Eglise Saint-Ignace       

église des jésuites à Paris                

 


 

 

 

Seizième dimanche C

 

Genèse 18,1-10

Psaume 14

Colossiens 1, 24-28

Luc 10, 38-42

 

 

 

Seizième dimanche C

Père Pierre Faure,  jésuite

 

Genèse 18, 1-10 ; Colossiens 1, 24-28 ; Luc 10, 38-42 

 

Marthe et Marie sont assez célèbres dans l’Eglise et même au-delà. Il arrive en effet que leurs prénoms soient invoqués dans la conversation soit pour encourager par un sourire une personne qui peine dans des travaux peu gratifiants et on l’appellera Marthe, soit au contraire pour justifier la première place donnée à la méditation de la Parole de Dieu à l’exemple de Marie. Et nous avons là l’interprétation classique de cet épisode de l’évangile de Luc. Interprétation qui a souvent servi à justifier dans l’Eglise la préférence donnée à la vie contemplative sur la vie active. Mais nous voyons bien que même dans la vie monastique cette séparation n’est pas satisfaisante puisque les moines et moniales des ordres les plus contemplatifs travaillent de leurs mains au moins huit heures par jour! Mais surtout parce que Luc qui rédige, et Jésus qui parle ne visaient pas cette situation.

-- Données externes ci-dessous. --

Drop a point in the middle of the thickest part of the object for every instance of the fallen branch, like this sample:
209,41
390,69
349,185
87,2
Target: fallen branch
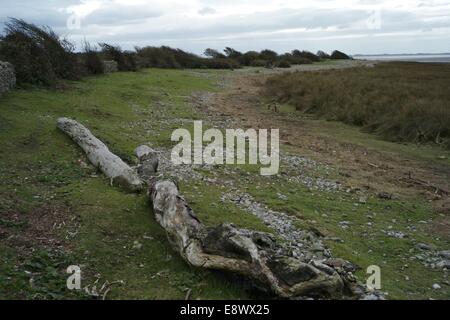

Si Marthe s’active au service de sa maison c’est bien pour accueillir Jésus le mieux possible. Peut-on imaginer chez Jésus une impolitesse frisant la grossièreté, qui le ferait dévaloriser l’action de Marthe et l’humilier devant sa sœur ? Nous lisions dimanche dernier le récit du bon Samaritain, qui précède dans l’évangile de Luc celui de Marthe et Marie. Comment imaginer que Jésus puisse, quelques lignes plus loin, dévaloriser le service matériel et concret d’une personne accueillie ?

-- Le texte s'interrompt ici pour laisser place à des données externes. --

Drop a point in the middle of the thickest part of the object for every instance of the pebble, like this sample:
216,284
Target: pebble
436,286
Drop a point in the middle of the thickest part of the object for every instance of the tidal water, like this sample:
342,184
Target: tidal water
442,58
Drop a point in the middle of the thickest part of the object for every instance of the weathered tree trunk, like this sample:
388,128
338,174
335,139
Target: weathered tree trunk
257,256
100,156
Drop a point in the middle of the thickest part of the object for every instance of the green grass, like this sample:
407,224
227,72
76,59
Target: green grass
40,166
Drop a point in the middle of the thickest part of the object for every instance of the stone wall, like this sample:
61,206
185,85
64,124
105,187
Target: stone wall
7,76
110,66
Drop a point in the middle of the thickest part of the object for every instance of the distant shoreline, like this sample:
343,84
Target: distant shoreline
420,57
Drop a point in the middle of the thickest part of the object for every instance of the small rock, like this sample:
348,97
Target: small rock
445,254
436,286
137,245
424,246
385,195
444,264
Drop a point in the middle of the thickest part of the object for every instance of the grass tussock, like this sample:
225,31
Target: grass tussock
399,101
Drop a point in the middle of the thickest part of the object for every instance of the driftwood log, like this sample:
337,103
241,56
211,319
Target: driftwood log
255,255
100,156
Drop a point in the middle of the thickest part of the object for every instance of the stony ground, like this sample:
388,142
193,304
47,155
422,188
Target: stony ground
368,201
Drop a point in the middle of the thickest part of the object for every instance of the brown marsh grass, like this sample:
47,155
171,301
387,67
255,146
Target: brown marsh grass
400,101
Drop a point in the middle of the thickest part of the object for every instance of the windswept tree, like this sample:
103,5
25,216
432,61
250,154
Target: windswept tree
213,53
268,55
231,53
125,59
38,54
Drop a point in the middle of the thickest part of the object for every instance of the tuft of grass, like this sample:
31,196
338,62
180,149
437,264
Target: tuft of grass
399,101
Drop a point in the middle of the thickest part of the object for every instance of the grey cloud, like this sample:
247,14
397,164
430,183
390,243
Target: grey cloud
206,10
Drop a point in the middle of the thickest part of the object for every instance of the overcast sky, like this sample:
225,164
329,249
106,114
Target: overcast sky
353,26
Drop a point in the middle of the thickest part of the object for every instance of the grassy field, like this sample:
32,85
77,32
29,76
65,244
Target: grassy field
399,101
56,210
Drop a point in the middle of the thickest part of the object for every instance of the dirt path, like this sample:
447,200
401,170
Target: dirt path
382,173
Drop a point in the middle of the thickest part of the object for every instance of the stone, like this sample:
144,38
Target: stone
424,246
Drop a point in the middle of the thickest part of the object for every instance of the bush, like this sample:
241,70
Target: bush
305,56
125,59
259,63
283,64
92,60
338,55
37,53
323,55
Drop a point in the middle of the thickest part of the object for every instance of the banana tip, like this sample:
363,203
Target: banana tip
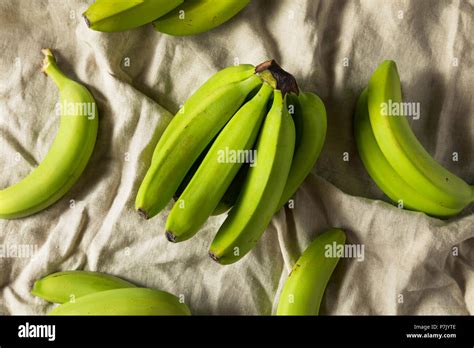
48,58
143,214
213,256
88,22
170,236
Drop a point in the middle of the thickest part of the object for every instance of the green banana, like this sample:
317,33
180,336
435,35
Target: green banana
127,301
183,142
66,286
215,174
402,150
304,288
68,155
120,15
311,124
232,193
383,174
198,16
220,79
262,188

Déjà dans le vieux livre de la Genèse nous avons entendu dans la première lecture avec quel empressement et quelle qualité d’accueil et d’écoute Abraham et Sara reçoivent les trois hommes mystérieux qu’Abraham appelle Seigneur. Quelle magnifique unité du service concret de l’hospitalité et de l’écoute de la Parole de Dieu ! Abraham y recevra même la promesse d’un fils, et donc d’une descendance : le peuple de l’alliance dont nous sommes les héritiers naît de cette promesse.

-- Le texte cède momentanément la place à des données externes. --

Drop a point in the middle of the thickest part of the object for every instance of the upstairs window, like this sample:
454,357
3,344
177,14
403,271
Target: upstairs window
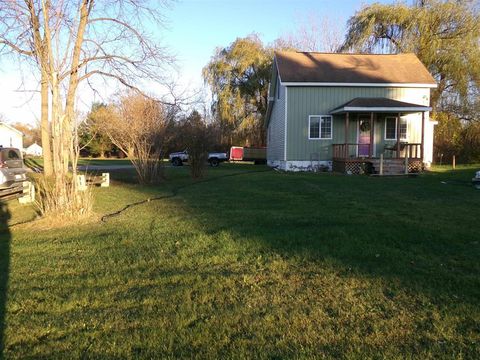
320,127
403,129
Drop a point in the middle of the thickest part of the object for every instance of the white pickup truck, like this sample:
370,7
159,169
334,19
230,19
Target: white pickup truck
214,159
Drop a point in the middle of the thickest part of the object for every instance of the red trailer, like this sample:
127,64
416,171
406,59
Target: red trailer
256,154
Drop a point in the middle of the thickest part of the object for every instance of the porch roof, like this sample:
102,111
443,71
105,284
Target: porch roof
382,105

Luc écrit : « Alors qu’il était en route avec ses disciples, Jésus entra dans un village. Une femme appelée Marthe le reçut dans sa maison. » Marthe a donc décidé d’accueillir Jésus chez elle, elle sait qui il est puisqu’elle l’appelle Seigneur. Mais la faute de Marthe est de vouloir utiliser l’autorité de Jésus pour mettre sa sœur au travail : « Seigneur, cela ne te fait rien ? Ma sœur me laisse seule à faire le service. Dis-lui donc de m’aider.» Pourquoi Marthe ne parle-t-elle pas elle-même à sa sœur ? Jalousie probablement, manque d’autorité peut-être. Marie, assise aux pieds de Jésus, dans l’attitude du disciple, se fait remarquer par le maître et apprécier de lui. Marthe, qui est probablement l’aînée, ne le supporte guère et interpelle Jésus pour se faire remarquer de lui, elle aussi. Nous connaissons bien ces stratégies, les femmes aussi bien que les hommes ! Jésus comprend probablement tout cela. Il n’entre pas dans le calcul de Marthe qui veut instrumentaliser à son profit la parole du maître. Aussi dans sa réponse Jésus traite davantage la jalousie entre les deux sœurs que l’équilibre entre la vie active et la vie contemplative !

Que retenir pour nous de tout cela ?

D’abord l’importance de l’accueil et de l’écoute. En ces temps de vacances et de rencontres nous accueillons et nous sommes accueillis, de bien des manières. N’oublions jamais qu’accueillir vraiment quelqu’un c’est accepter de l’écouter vraiment, de faire de la place pour sa parole. Si nous n’écoutons pas nos proches comment écouterons nous la parole de Dieu ?

Et puis dans le temps plus libre de l’été quelle place ferons-nous à l’écoute de la parole de Dieu ? Quelle lecture, quel temps de silence et de méditation personnelle ? Comment prendre du temps pour s’arrêter et pour relire sa vie, pour rendre grâce vraiment ?

C’est la célébration de l’eucharistie qui pourra nous guider : magnifique unité de l’écoute de la parole et du service de la table, où nous sommes nourris de vie éternelle.